There are many myths pertaining to whether children need face masks for protection against COVID-19. Many people believe kids are immune to the virus. Another common belief is that kids can spread the virus only if they have symptoms. However, neither claim is true.

Children can, in fact, contract COVID-19. They typically experience only mild symptoms and can be treated at home, but a small number of kids can develop life-threatening symptoms or multisystem inflammatory syndrome in children (MIS-C). Learn more about what to do if your child gets COVID-19.

Children, like adults, can also spread the virus even if they don't have symptoms. Masks can help keep them from potentially spreading the virus to others.

Explaining Masks to Kids

Before discussing the importance of masks with them, talk to your kids about the coronavirus (COVID-19).

Explain the different prevention methods: Talk about what social distancing means, what germs are and the importance of handwashing.

Once they understand the basics, you can explain why masks are important for adults as well as kids. To put it in terms they will understand, simply tell them that masks keep germs from spreading between people. Use simple, neutral words that won't frighten them. Let them know that they should wear masks when they go out in public, especially when indoors or if they can't stay six feet away from others when participating in outdoor activities.

If your child will be attending school in person, let them know they can expect to see other kids wearing masks at school.

Helping Kids Mask Up Properly

Even if your kid can understand why they need to wear a mask, it may be challenging for them to wear it correctly. This is especially true for younger children.

Here are some ways you can help your kid mask properly while at school or daycare.

Make Masks a Rule

Let your child know that wearing a mask in public isn't optional, that it's just as important as any other family rule or safety precaution, like looking both ways before crossing the street or never going anywhere with a stranger. Explain that this precaution applies to their school or daycare.

Make Masks Fun

Just because they have to wear a mask doesn't mean it can't be fun. For younger kids, have their favorite stuffed animal wear a mask, or encourage them to make masks part of imaginative play, such as pretending to go to the store.

Consider getting masks that feature their favorite color, TV character, superhero or sports team. You can also let your kid pick a mask they like or decorate their masks. If they are older, they can even make their own kids' masks.

Practice Masking

If you are sending your child to in-person school or daycare, you will not be around to enforce masking. Practice putting a mask on properly (and keeping it on!) so they are used to it before they are around other kids.

Choose the Right Mask

There are many different types of kids' masks available for purchase, so it's important to understand the pros and cons of each before making a selection.

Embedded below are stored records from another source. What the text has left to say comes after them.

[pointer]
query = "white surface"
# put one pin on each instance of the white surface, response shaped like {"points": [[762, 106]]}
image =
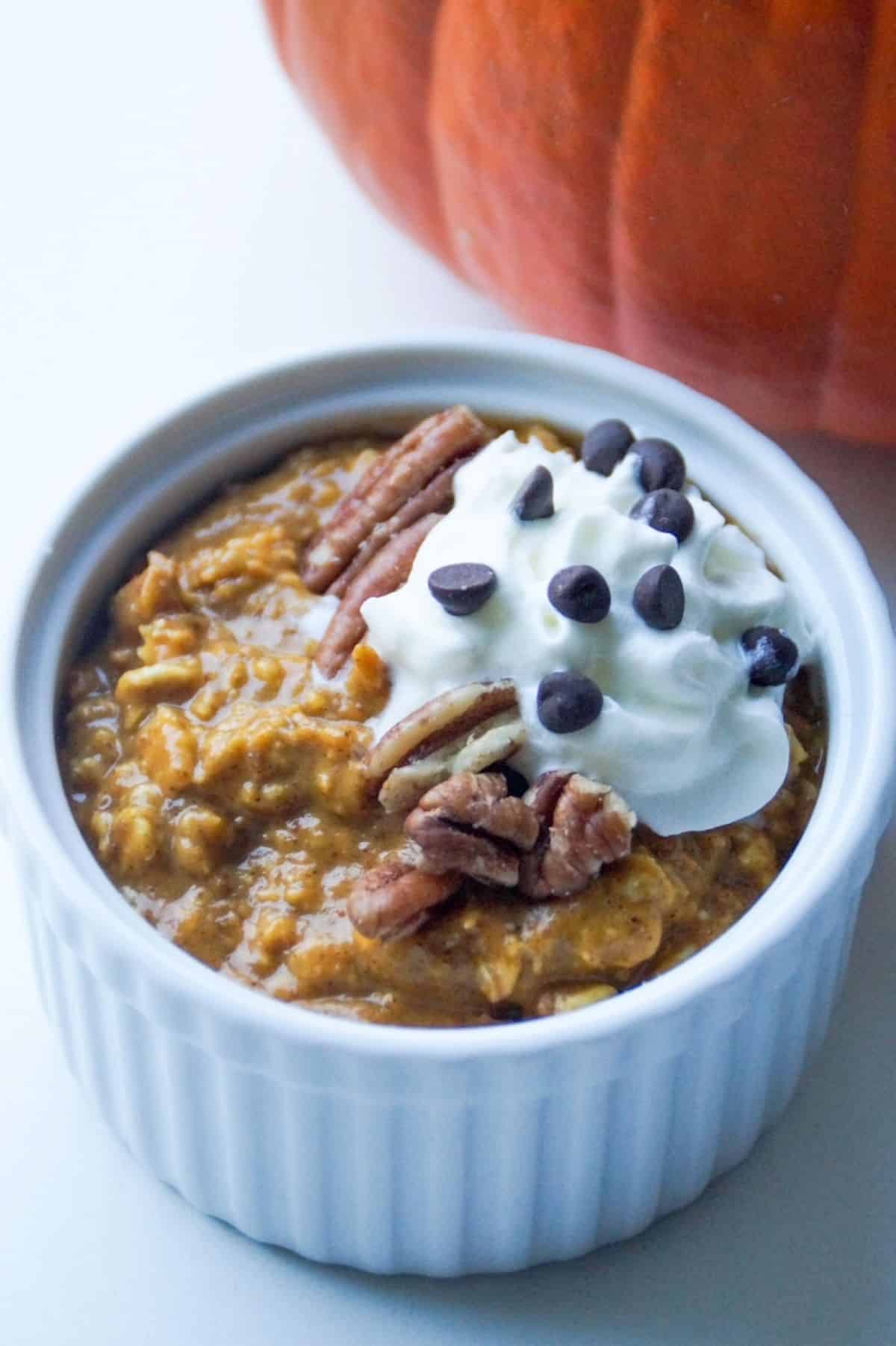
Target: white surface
{"points": [[709, 749], [171, 218]]}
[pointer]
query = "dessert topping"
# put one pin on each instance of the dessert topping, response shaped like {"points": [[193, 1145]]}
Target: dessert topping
{"points": [[666, 511], [463, 588], [536, 496], [661, 464], [580, 593], [682, 732], [606, 444], [568, 702], [773, 655]]}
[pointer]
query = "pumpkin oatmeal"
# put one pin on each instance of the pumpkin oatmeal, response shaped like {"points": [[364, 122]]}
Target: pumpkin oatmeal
{"points": [[260, 774]]}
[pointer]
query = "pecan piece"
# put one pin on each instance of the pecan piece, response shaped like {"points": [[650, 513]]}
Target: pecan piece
{"points": [[389, 568], [464, 730], [435, 499], [471, 826], [584, 826], [393, 900], [400, 474]]}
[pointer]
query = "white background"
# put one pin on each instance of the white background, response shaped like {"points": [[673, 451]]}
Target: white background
{"points": [[169, 217]]}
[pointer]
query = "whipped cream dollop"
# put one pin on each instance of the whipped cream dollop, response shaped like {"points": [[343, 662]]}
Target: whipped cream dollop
{"points": [[682, 734]]}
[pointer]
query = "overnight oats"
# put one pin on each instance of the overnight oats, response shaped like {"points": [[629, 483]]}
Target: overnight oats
{"points": [[473, 727]]}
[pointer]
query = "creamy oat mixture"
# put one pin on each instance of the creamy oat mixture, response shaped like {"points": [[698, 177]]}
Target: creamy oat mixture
{"points": [[224, 753]]}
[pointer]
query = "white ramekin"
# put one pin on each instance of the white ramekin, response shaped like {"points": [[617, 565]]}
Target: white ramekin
{"points": [[444, 1151]]}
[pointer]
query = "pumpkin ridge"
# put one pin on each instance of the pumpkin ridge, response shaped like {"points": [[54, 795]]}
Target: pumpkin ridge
{"points": [[859, 396]]}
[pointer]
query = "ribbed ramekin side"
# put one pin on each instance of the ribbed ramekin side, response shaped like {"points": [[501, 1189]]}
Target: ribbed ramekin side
{"points": [[565, 1150]]}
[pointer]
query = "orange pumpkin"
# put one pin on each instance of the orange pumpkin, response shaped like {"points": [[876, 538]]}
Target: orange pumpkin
{"points": [[708, 186]]}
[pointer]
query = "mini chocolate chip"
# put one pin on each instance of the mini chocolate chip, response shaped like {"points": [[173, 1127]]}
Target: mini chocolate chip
{"points": [[661, 464], [463, 588], [606, 444], [668, 512], [659, 598], [536, 496], [568, 702], [580, 593], [773, 655]]}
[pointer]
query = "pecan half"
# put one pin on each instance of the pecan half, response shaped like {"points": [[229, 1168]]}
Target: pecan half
{"points": [[399, 476], [393, 900], [584, 826], [464, 730], [435, 499], [471, 826], [389, 568]]}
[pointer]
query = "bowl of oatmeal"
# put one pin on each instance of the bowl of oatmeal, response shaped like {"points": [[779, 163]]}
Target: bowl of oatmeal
{"points": [[444, 777]]}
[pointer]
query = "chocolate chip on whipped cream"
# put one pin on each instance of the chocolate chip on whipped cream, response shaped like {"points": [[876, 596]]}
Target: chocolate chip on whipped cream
{"points": [[684, 734], [536, 496], [606, 444], [661, 464], [463, 588], [659, 598], [568, 702], [666, 511], [773, 655], [580, 593]]}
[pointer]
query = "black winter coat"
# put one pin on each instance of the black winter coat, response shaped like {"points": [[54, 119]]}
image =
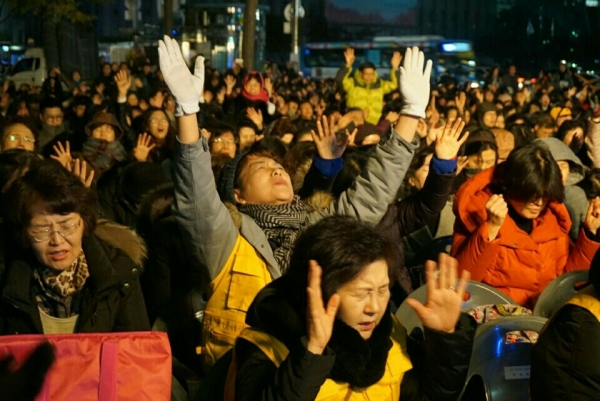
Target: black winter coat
{"points": [[564, 362], [111, 299], [440, 361]]}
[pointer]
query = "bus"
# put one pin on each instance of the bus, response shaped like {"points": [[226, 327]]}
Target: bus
{"points": [[454, 58]]}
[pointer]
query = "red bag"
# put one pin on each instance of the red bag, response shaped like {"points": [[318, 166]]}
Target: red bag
{"points": [[134, 366]]}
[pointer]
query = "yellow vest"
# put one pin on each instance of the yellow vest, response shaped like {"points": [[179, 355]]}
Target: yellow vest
{"points": [[388, 388], [230, 294], [587, 299]]}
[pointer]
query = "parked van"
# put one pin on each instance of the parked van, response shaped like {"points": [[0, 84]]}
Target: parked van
{"points": [[31, 69]]}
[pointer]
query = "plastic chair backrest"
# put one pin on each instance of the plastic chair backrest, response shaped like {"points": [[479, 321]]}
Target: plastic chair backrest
{"points": [[213, 385], [559, 291], [503, 367], [477, 294]]}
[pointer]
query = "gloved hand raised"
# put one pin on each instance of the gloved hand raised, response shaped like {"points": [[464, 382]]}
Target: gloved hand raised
{"points": [[187, 89], [415, 83]]}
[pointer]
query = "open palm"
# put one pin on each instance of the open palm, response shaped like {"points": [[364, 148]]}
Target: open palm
{"points": [[444, 296]]}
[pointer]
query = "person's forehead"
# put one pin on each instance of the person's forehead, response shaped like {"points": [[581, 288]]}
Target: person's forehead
{"points": [[52, 111], [17, 129]]}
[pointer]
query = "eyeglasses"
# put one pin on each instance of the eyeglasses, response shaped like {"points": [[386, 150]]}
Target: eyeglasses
{"points": [[17, 138], [226, 141], [54, 118], [64, 231], [158, 120]]}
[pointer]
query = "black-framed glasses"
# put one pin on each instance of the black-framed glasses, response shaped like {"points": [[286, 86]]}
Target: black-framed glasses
{"points": [[65, 230]]}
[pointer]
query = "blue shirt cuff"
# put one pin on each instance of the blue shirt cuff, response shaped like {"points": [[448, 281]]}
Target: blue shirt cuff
{"points": [[328, 168], [440, 166]]}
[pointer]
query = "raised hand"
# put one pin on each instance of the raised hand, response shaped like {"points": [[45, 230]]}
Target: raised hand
{"points": [[230, 83], [497, 209], [123, 83], [79, 168], [592, 217], [444, 295], [143, 147], [319, 320], [187, 89], [269, 86], [396, 60], [415, 82], [461, 101], [256, 117], [327, 143], [350, 57], [62, 154], [449, 142]]}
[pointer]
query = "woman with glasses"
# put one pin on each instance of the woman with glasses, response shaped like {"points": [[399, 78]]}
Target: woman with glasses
{"points": [[18, 133], [69, 273], [223, 141], [155, 143]]}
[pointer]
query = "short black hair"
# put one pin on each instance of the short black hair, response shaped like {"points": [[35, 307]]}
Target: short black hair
{"points": [[529, 173], [365, 65], [50, 103], [47, 187], [343, 247]]}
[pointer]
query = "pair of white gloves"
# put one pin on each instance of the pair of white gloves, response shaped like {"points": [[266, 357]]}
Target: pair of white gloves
{"points": [[188, 89]]}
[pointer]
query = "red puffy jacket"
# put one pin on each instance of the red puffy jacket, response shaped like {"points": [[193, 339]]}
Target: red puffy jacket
{"points": [[519, 264]]}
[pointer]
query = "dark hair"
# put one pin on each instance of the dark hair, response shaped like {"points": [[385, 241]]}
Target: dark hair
{"points": [[544, 120], [13, 164], [365, 65], [297, 162], [47, 188], [591, 183], [246, 159], [50, 103], [355, 160], [26, 121], [417, 162], [529, 173], [343, 247], [570, 125]]}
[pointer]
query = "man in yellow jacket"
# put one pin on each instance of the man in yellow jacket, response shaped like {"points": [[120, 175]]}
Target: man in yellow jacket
{"points": [[365, 90]]}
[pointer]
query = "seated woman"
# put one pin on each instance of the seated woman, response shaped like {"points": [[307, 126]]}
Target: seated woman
{"points": [[324, 330], [70, 274], [512, 227], [564, 360], [18, 133]]}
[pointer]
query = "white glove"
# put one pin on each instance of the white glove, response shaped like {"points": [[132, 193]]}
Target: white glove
{"points": [[187, 89], [414, 83]]}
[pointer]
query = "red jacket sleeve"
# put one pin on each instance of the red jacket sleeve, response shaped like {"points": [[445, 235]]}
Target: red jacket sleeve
{"points": [[474, 252]]}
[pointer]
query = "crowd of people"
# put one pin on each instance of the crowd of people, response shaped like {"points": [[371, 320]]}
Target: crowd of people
{"points": [[288, 218]]}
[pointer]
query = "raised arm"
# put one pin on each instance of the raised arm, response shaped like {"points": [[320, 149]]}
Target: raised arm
{"points": [[376, 187], [207, 228]]}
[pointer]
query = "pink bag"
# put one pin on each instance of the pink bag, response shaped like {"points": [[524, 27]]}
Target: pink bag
{"points": [[133, 366]]}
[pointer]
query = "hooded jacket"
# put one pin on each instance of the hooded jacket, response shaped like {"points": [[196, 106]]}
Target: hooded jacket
{"points": [[111, 299], [519, 264], [363, 96], [575, 198], [440, 361], [564, 361]]}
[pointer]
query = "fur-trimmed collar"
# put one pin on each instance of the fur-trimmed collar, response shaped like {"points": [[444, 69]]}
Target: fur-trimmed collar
{"points": [[122, 238], [317, 202]]}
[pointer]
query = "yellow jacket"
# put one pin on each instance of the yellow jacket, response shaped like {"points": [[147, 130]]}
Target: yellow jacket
{"points": [[388, 388], [363, 96]]}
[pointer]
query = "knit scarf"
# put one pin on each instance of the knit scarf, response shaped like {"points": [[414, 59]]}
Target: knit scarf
{"points": [[68, 281], [103, 155], [281, 224]]}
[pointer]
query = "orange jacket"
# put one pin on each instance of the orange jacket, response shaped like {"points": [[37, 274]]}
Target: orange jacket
{"points": [[519, 264]]}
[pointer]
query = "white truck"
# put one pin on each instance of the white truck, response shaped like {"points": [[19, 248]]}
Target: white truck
{"points": [[31, 69]]}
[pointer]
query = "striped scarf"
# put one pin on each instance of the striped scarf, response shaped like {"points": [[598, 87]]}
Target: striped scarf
{"points": [[281, 224]]}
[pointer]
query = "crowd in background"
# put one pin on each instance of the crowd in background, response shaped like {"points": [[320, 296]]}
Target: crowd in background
{"points": [[515, 200]]}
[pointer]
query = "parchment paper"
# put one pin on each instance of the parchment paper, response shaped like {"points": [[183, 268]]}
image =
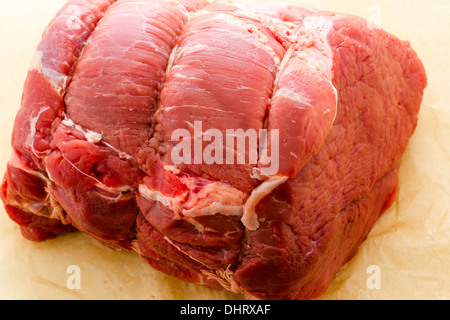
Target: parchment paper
{"points": [[406, 256]]}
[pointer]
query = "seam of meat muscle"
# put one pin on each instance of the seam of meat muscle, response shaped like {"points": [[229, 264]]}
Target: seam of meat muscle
{"points": [[58, 214], [161, 85]]}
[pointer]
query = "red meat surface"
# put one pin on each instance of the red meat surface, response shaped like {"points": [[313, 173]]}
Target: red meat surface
{"points": [[110, 83]]}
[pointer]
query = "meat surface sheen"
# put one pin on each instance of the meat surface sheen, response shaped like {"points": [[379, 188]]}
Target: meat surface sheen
{"points": [[249, 149]]}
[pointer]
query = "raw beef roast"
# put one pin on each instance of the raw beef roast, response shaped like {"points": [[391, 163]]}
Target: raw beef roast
{"points": [[110, 83]]}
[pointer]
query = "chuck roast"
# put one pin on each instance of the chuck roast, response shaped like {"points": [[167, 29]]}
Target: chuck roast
{"points": [[110, 83]]}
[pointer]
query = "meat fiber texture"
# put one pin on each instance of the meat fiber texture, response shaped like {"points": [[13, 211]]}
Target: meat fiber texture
{"points": [[112, 80]]}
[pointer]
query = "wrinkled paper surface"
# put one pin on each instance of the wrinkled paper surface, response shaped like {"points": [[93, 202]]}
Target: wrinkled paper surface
{"points": [[406, 256]]}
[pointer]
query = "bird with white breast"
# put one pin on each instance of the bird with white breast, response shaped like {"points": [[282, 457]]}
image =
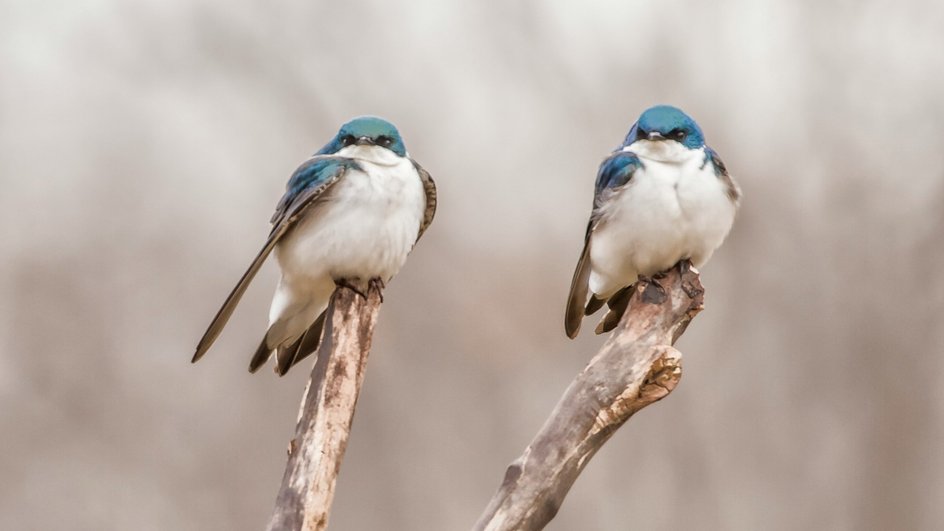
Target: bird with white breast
{"points": [[350, 215]]}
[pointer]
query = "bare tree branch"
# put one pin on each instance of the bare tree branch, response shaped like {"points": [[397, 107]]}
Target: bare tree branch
{"points": [[324, 422], [637, 366]]}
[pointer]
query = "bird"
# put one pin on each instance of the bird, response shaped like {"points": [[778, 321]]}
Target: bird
{"points": [[662, 197], [350, 215]]}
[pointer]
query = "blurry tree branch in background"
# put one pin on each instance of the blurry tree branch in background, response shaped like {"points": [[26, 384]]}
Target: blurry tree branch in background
{"points": [[324, 421], [637, 366]]}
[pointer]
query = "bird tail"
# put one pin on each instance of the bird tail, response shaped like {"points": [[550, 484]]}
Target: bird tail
{"points": [[287, 355]]}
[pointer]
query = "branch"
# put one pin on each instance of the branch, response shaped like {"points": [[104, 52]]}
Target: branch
{"points": [[324, 421], [637, 366]]}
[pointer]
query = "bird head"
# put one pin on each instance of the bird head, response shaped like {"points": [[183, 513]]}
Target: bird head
{"points": [[366, 132], [664, 123]]}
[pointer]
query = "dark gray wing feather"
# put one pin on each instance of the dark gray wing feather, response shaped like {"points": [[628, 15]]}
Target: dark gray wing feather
{"points": [[429, 186], [289, 209], [578, 289]]}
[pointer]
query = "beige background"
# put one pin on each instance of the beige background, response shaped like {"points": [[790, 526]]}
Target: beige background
{"points": [[144, 144]]}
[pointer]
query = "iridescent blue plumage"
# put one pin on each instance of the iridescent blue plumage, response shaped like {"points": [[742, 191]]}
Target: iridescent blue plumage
{"points": [[666, 122], [314, 173], [371, 128], [350, 213], [616, 171], [656, 202]]}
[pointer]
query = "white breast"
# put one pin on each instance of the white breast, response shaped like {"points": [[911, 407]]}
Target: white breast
{"points": [[670, 210], [363, 229]]}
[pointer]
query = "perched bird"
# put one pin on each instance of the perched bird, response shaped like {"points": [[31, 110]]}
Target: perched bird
{"points": [[350, 214], [661, 197]]}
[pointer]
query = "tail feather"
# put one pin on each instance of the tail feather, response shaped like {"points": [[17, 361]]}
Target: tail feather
{"points": [[261, 356], [617, 305]]}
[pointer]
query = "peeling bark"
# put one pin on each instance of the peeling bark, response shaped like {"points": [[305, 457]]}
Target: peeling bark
{"points": [[324, 421], [637, 366]]}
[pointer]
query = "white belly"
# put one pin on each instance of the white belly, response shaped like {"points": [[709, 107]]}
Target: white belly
{"points": [[667, 212], [364, 229]]}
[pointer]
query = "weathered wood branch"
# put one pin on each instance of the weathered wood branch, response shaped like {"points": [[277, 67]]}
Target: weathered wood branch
{"points": [[637, 366], [324, 421]]}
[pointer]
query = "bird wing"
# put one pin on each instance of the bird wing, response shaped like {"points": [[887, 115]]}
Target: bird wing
{"points": [[615, 172], [731, 187], [306, 186], [429, 186]]}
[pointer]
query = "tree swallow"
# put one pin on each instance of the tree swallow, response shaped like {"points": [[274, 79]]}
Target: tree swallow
{"points": [[661, 197], [350, 214]]}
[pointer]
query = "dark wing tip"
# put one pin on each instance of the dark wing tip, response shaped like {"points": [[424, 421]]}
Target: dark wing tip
{"points": [[261, 356], [571, 327]]}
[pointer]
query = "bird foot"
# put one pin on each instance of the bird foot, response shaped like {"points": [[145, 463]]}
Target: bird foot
{"points": [[377, 284], [652, 291]]}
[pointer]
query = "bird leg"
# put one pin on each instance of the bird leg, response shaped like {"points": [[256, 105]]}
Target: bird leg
{"points": [[378, 284], [652, 291], [351, 284]]}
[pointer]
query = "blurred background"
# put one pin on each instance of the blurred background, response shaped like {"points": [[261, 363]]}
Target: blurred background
{"points": [[143, 146]]}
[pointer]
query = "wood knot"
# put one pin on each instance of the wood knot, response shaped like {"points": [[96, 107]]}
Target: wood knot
{"points": [[663, 376]]}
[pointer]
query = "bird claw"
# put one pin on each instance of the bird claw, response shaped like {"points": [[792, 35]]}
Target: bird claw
{"points": [[377, 284], [345, 283]]}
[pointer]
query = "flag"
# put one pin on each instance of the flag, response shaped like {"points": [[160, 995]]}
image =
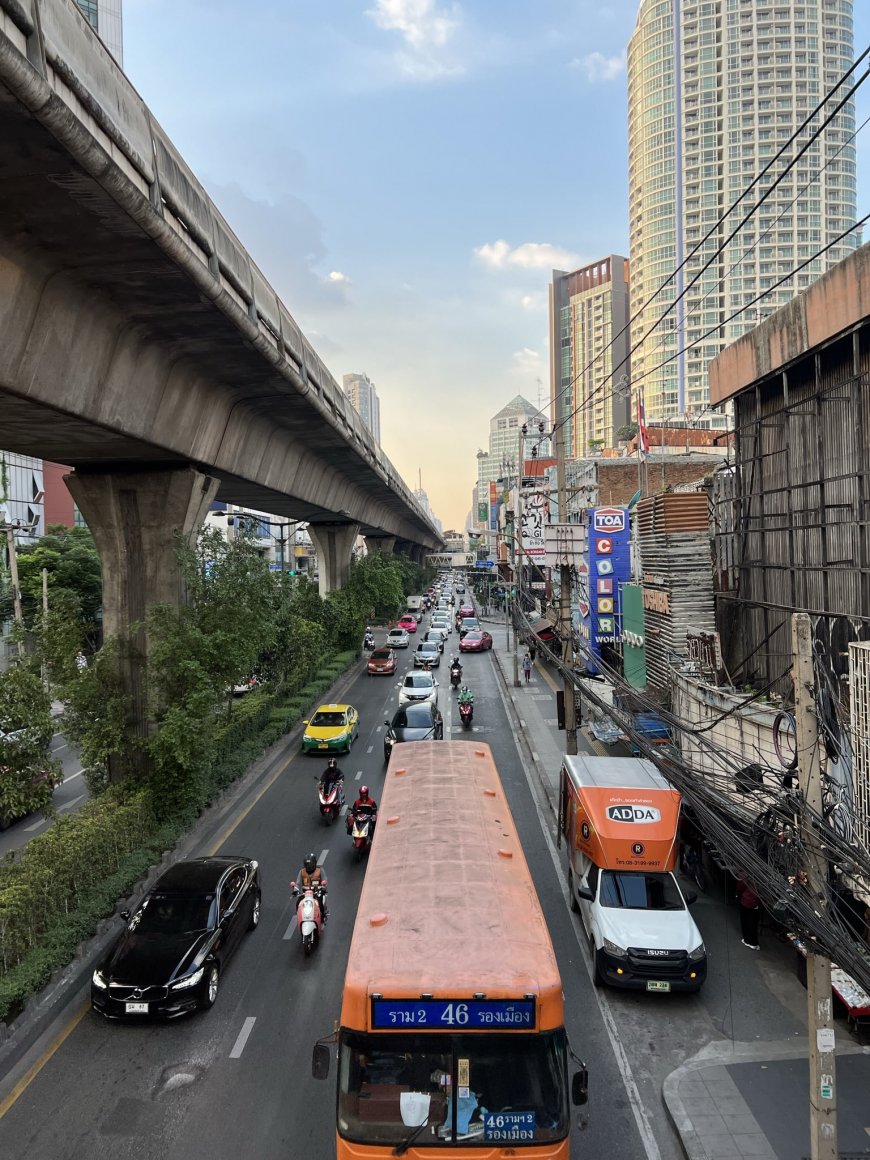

Make sure that the mask is sized properly, fits snugly against their face, and covers their nose and mouth. A poorly fitted or uncomfortable mask might be worn incorrectly or removed often. Choose a size that fits over the child's nose and under the chin but does not impair vision. If your child has a medical condition, such as a heart or lung problem, ask their healthcare provider before using methods for improving mask fit. If they will be going outside in the heat, be sure to choose a kids' mask for hot weather.

Take a Break

If your child will need to wear a mask for a long time, try to build in "break times" where they can isolate from others and take the mask off for a few minutes.

These refreshing breaks allow the opportunity to practice safely readjusting the mask when they put it back on. If they will be attending school or a child care facility, ask a teacher if they have a safe place where kids can do this.

Ask About Their Feelings

Whether your kid is younger or older, it's important to check in with them. Ask them how they feel about wearing a mask. If your child is older, ask them about their feelings about the pandemic in general.

Validate their feelings but also express your own. Kids should know that while masks are necessary, it's normal to have negative feelings about the situation.

Be a Good Role Model

It's important for kids to have good role models when it comes to masking. Adults, older siblings and other members of the family should wear face masks when appropriate. Modeling good behavior for your kid can go a long way.